Syracuse senior confronts inherited trauma through painting

SU senior confronts inherited trauma through painting

Leito Navarrete shares his artistic process and inspiration for his new series of drawings and paintings.
Published: December 17, 2020

A soft hum of music emanates from one side of a circular studio overlooking Syracuse University’s quad. Huge canvasses are strewn around next to tables filled with old pictures, books and napkins caked with paint. A late afternoon golden light streams in from the tall windows. Leito Navarrete moves back and forth from a makeshift pallet where he mixes colors to a canvass where he paints a group of children.

A senior at Syracuse University studying studio arts, Navarrete spends many afternoons just like this: quietly painting his senior thesis as the sun dips behind the Carrier Dome. In doing so he is confronting a personal topic: inheritance of generational trauma and religious dogmas.

Having grown up a gay man in a deeply religious Christian family, Navarrete pours his own experience struggling with religion into the subjects he paints.

“I think one of the things that he embodies is courage,” SU studio arts associate professor Susan D’Amato said. “He is delving into areas in his own experience and also human experience that requires a kind of commitment and courage, and I respect that about him.”

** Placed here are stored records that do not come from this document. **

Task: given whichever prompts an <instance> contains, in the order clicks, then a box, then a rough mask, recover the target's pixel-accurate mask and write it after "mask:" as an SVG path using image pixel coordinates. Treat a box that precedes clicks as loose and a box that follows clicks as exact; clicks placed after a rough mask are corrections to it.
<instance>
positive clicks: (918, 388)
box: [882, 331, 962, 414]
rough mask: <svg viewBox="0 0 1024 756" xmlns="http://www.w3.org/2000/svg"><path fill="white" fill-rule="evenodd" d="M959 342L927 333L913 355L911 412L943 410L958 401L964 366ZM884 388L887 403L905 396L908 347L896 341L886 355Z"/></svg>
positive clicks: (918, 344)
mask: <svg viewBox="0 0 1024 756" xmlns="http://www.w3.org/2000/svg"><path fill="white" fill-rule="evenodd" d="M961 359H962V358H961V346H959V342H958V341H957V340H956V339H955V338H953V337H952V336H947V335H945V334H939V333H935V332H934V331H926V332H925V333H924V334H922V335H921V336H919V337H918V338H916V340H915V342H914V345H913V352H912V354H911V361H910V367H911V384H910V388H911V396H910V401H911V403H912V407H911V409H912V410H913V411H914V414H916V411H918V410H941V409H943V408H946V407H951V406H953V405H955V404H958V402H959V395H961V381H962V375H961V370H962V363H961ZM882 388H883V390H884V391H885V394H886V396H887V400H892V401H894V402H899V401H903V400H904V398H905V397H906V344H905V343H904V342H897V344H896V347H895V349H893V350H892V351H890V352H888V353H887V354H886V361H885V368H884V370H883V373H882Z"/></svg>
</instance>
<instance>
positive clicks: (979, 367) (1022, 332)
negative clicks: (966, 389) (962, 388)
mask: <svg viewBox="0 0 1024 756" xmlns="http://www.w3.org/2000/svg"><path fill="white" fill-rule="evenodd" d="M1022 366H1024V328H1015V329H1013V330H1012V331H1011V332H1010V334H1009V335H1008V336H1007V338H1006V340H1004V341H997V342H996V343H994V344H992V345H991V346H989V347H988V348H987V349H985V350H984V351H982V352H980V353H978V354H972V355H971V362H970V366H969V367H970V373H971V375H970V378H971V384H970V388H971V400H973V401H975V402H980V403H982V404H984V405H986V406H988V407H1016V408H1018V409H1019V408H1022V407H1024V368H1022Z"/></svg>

D’Amato attended a student exhibition in 2018 and found herself drawn to one set of drawings by Navarrete, then a recent transfer to SU. She could trace the marks on the piece, and she was impressed by the integration of form and space.

“You don’t normally see that quality in a student so young,” said D’Amato, who wanted to know more about the artist.

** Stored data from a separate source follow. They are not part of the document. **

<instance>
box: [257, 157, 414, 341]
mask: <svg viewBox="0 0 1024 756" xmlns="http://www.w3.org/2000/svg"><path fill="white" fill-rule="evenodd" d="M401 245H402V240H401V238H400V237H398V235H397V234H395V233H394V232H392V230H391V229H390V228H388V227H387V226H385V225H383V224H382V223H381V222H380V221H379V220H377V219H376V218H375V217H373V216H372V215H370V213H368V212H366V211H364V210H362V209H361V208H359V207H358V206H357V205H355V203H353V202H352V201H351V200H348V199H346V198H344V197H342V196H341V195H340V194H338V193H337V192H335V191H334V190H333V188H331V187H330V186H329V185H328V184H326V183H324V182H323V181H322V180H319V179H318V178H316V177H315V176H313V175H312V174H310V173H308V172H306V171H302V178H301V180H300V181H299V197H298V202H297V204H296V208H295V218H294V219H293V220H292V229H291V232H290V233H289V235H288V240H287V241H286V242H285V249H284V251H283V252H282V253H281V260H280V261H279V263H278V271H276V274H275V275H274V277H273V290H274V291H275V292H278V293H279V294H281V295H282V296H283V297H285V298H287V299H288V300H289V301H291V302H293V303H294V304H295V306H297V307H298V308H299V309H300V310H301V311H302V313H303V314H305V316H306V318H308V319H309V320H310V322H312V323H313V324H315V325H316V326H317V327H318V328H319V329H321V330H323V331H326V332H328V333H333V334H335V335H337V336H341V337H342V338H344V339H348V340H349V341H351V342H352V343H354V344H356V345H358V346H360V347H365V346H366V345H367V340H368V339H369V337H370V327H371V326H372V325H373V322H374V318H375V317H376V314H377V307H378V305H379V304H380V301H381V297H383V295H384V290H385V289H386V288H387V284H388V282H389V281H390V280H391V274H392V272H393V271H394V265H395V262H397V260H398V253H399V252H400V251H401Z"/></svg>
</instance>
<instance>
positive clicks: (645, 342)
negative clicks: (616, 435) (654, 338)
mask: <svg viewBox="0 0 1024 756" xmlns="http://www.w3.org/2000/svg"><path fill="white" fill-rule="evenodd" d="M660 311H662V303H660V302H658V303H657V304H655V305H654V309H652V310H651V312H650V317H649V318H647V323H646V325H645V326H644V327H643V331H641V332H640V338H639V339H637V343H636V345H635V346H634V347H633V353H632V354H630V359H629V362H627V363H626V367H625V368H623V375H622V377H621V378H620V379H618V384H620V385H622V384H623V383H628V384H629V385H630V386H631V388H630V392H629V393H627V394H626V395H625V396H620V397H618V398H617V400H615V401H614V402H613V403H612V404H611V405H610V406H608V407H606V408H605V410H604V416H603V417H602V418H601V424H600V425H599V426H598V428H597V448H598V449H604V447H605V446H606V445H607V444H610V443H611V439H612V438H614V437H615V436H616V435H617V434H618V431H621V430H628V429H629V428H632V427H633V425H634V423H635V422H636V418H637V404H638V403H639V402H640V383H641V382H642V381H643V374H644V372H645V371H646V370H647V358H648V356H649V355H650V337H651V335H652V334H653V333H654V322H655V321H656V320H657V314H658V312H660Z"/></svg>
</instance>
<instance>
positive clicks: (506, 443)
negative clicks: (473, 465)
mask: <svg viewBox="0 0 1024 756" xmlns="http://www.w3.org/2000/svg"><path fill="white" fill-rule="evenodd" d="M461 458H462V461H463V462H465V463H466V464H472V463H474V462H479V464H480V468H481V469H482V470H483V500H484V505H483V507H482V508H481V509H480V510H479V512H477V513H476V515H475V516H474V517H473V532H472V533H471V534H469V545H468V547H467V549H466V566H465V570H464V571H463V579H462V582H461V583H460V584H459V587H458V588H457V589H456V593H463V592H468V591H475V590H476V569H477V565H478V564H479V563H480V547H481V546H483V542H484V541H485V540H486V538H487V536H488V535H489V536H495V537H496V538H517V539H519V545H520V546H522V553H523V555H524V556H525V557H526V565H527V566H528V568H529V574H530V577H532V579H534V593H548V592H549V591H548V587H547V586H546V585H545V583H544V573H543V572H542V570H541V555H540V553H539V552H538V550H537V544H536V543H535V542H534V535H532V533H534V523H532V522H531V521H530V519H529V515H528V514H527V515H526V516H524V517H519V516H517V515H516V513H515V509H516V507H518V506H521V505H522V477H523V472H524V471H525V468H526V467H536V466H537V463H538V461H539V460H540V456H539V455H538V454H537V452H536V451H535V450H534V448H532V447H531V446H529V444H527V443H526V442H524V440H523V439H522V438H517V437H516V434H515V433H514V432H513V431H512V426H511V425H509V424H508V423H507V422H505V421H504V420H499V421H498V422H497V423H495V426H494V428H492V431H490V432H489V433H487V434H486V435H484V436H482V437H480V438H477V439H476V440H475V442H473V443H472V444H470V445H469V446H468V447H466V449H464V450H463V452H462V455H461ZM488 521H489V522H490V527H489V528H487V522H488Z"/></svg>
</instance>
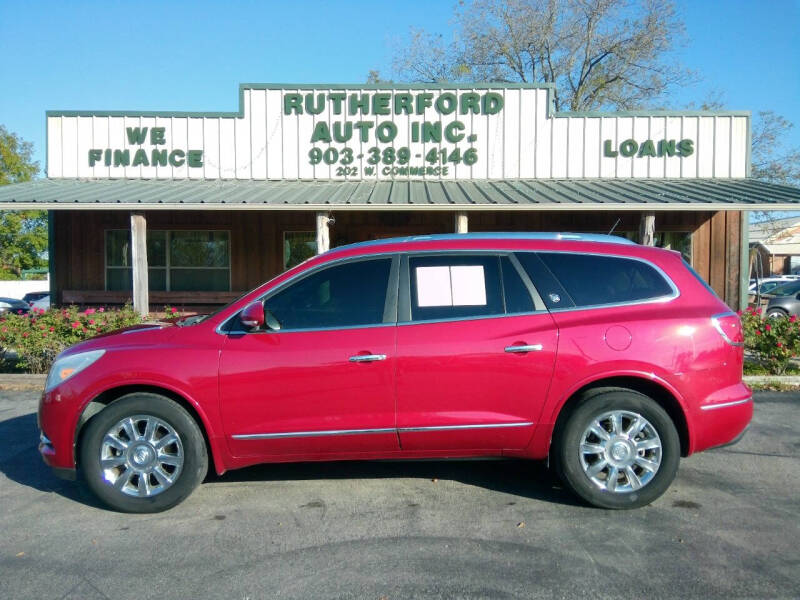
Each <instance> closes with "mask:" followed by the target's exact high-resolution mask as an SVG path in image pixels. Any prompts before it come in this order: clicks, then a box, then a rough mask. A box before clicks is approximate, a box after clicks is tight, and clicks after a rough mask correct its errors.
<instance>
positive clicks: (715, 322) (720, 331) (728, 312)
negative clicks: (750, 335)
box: [711, 311, 744, 346]
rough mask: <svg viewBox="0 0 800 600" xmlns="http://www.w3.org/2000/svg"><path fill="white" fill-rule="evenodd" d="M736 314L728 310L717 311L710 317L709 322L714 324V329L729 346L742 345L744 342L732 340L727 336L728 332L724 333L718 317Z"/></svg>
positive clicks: (713, 324) (739, 345)
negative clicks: (714, 314) (720, 311)
mask: <svg viewBox="0 0 800 600" xmlns="http://www.w3.org/2000/svg"><path fill="white" fill-rule="evenodd" d="M735 316H737V315H736V313H735V312H733V311H728V312H724V313H718V314H716V315H713V316H712V317H711V324H712V325H713V326H714V329H716V330H717V332H718V333H719V334H720V335H721V336H722V339H723V340H725V341H726V342H727V343H728V344H730V345H731V346H744V342H734V341H733V340H732V339H731V338H729V337H728V334H727V333H725V330H724V329H722V325H720V322H719V318H720V317H735Z"/></svg>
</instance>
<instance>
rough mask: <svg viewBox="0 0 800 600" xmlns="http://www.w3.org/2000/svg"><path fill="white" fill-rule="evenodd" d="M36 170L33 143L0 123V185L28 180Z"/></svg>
mask: <svg viewBox="0 0 800 600" xmlns="http://www.w3.org/2000/svg"><path fill="white" fill-rule="evenodd" d="M38 172H39V163H37V162H34V160H33V144H31V143H30V142H26V141H25V140H23V139H22V138H20V137H19V136H18V135H17V134H16V133H13V132H11V131H9V130H8V129H6V128H5V127H4V126H3V125H0V185H5V184H7V183H19V182H21V181H30V180H31V179H33V178H34V177H35V176H36V174H37V173H38Z"/></svg>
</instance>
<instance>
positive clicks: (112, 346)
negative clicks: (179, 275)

“You really need to meet Leito,” D’Amato remembers one of her colleagues telling her that night.

D’Amato is now one of the professors offering guidance and feedback to Navarrete as he works on his Senior thesis. She said he has made incredible strides, and has spent time experimenting, researching and reflecting on what’s important to him.

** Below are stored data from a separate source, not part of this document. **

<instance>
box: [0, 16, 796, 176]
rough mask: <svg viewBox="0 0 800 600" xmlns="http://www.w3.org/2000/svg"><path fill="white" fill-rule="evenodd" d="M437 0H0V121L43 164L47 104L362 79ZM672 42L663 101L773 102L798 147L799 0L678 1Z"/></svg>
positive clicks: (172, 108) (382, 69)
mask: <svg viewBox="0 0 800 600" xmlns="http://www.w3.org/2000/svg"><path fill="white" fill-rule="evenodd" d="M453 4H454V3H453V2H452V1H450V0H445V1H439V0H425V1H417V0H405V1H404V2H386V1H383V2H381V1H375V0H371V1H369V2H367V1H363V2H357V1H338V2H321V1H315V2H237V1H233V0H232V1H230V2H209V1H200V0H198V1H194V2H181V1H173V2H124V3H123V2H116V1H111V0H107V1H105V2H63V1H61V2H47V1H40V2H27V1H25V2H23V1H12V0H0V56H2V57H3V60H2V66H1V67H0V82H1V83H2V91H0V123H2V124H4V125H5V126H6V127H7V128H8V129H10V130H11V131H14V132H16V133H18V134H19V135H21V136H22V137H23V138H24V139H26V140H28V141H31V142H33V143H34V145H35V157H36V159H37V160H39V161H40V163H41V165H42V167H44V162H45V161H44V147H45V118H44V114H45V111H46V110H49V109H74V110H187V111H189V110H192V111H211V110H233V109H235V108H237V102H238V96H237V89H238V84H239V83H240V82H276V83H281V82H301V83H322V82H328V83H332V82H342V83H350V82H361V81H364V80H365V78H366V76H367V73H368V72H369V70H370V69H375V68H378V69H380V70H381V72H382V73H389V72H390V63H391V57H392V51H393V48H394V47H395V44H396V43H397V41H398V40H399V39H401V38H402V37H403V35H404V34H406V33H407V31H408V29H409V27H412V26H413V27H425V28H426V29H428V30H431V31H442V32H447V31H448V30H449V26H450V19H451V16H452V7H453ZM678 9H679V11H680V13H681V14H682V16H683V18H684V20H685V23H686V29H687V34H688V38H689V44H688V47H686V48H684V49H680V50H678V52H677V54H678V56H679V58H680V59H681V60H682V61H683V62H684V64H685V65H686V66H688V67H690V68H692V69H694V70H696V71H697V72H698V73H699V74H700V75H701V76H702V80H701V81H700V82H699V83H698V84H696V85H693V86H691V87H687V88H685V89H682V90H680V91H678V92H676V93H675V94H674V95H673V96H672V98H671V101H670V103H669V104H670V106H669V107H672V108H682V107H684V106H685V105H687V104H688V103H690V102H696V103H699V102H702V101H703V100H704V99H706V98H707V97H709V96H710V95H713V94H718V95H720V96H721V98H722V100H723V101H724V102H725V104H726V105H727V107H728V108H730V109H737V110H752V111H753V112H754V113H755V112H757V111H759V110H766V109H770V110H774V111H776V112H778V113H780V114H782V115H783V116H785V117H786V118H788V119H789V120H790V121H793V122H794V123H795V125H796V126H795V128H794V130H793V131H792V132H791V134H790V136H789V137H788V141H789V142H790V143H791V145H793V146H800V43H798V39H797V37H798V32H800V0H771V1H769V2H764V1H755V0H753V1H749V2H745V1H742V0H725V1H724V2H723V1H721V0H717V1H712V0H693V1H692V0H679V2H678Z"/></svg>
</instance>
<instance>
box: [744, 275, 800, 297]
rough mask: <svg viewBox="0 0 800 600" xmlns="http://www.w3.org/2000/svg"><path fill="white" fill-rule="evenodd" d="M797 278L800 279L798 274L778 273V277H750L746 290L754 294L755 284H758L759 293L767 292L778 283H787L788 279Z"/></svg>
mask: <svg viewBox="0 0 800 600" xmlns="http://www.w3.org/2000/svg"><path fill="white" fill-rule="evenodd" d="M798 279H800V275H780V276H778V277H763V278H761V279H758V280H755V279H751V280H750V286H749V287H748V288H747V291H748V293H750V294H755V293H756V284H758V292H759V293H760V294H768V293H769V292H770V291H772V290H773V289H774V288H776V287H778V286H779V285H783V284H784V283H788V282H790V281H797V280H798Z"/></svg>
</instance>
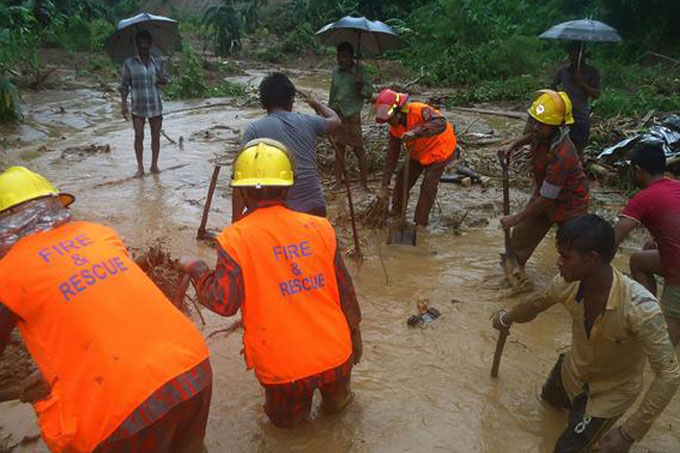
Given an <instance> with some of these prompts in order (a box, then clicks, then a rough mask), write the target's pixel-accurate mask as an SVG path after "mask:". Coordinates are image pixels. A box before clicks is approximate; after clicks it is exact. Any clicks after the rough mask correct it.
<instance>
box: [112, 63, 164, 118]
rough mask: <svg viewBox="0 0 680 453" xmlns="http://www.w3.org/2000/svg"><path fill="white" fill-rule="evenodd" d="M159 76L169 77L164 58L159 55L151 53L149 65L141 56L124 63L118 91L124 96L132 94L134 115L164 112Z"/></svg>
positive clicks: (123, 63)
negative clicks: (147, 65)
mask: <svg viewBox="0 0 680 453" xmlns="http://www.w3.org/2000/svg"><path fill="white" fill-rule="evenodd" d="M157 74H158V75H157ZM158 77H160V78H161V79H162V80H167V78H168V75H167V74H166V72H165V68H164V67H163V60H162V59H161V58H160V57H158V56H154V55H150V56H149V64H148V66H146V65H144V63H143V62H142V59H141V58H140V57H139V56H134V57H130V58H128V59H127V60H125V63H123V78H122V80H121V82H120V85H119V86H118V91H119V92H120V94H121V95H122V96H123V97H125V96H127V95H128V94H130V97H131V100H132V110H131V111H132V114H133V115H135V116H138V117H142V118H153V117H156V116H160V115H162V114H163V102H162V101H161V87H160V84H159V83H158V80H157V79H158Z"/></svg>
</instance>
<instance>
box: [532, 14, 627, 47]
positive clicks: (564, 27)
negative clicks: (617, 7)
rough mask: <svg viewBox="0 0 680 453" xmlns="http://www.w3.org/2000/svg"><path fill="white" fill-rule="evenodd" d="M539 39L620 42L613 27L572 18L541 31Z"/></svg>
mask: <svg viewBox="0 0 680 453" xmlns="http://www.w3.org/2000/svg"><path fill="white" fill-rule="evenodd" d="M539 38H541V39H561V40H567V41H584V42H620V41H621V36H620V35H619V33H618V32H617V31H616V29H615V28H613V27H610V26H609V25H607V24H605V23H603V22H599V21H597V20H592V19H581V20H572V21H569V22H563V23H561V24H557V25H555V26H554V27H550V29H548V30H546V31H545V32H543V33H541V35H540V36H539Z"/></svg>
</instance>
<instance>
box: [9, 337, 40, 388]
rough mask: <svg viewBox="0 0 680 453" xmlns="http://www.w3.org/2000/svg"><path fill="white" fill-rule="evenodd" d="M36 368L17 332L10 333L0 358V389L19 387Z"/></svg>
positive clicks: (30, 356)
mask: <svg viewBox="0 0 680 453" xmlns="http://www.w3.org/2000/svg"><path fill="white" fill-rule="evenodd" d="M36 370H37V368H36V366H35V363H34V362H33V359H31V355H30V354H29V353H28V351H27V350H26V346H24V342H23V340H22V339H21V335H20V334H19V332H18V331H16V330H15V331H14V332H12V335H11V337H10V341H9V344H8V345H7V349H5V352H3V353H2V355H1V356H0V388H10V387H20V386H21V385H22V384H23V382H24V380H25V379H26V378H27V377H28V376H30V375H31V373H33V372H34V371H36Z"/></svg>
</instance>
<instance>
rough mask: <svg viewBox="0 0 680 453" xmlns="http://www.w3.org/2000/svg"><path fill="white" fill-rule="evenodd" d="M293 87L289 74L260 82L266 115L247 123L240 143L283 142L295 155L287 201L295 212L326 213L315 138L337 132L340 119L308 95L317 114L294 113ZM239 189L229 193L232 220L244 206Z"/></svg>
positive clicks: (310, 102)
mask: <svg viewBox="0 0 680 453" xmlns="http://www.w3.org/2000/svg"><path fill="white" fill-rule="evenodd" d="M295 94H296V89H295V85H293V82H291V81H290V79H289V78H288V76H286V75H285V74H283V73H281V72H273V73H271V74H269V75H268V76H267V77H265V78H264V79H263V80H262V82H261V83H260V103H261V104H262V107H263V108H264V109H265V110H266V111H267V116H265V117H264V118H260V119H259V120H257V121H255V122H253V123H251V124H249V125H248V127H247V128H246V130H245V131H244V132H243V136H242V137H241V146H243V145H245V144H246V143H248V142H250V141H251V140H255V139H257V138H269V139H272V140H276V141H278V142H281V143H283V144H284V145H285V146H286V148H288V149H289V150H290V151H291V152H293V153H294V154H295V184H293V187H291V188H290V190H289V191H288V195H287V198H286V203H287V204H288V206H289V207H290V208H291V209H292V210H294V211H298V212H305V213H307V214H313V215H317V216H321V217H325V216H326V200H325V199H324V196H323V191H322V190H321V180H320V179H319V171H318V168H317V165H316V138H317V137H318V136H321V135H326V134H331V135H333V134H336V133H338V131H340V129H341V128H342V122H341V121H340V118H339V117H338V115H337V113H335V112H334V111H333V109H331V108H329V107H328V106H327V105H324V104H323V103H322V102H320V101H319V100H318V99H316V98H314V97H309V98H308V99H307V104H309V106H310V107H311V108H313V109H314V111H315V112H316V113H317V114H318V115H319V116H312V115H306V114H304V113H297V112H293V103H294V102H295ZM246 207H247V206H246V203H245V200H243V199H242V198H241V192H239V191H237V190H235V191H233V192H232V196H231V210H232V212H231V215H232V221H236V220H238V219H239V218H241V217H242V216H243V214H244V210H245V209H246Z"/></svg>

Navarrete bases his work on old photographs of him and his family. He looks through archival materials for inspiration and proceeds to draw figures in charcoal. The figures that emerge are abstracted versions of real people, representing a removal from his own childhood traumas related to his sexuality.

“It’s really like a self-portrait, this thesis,” says Navarrete, “Because I am using figures that are not of my own body, they are other people, but I see myself invested in these figures too.”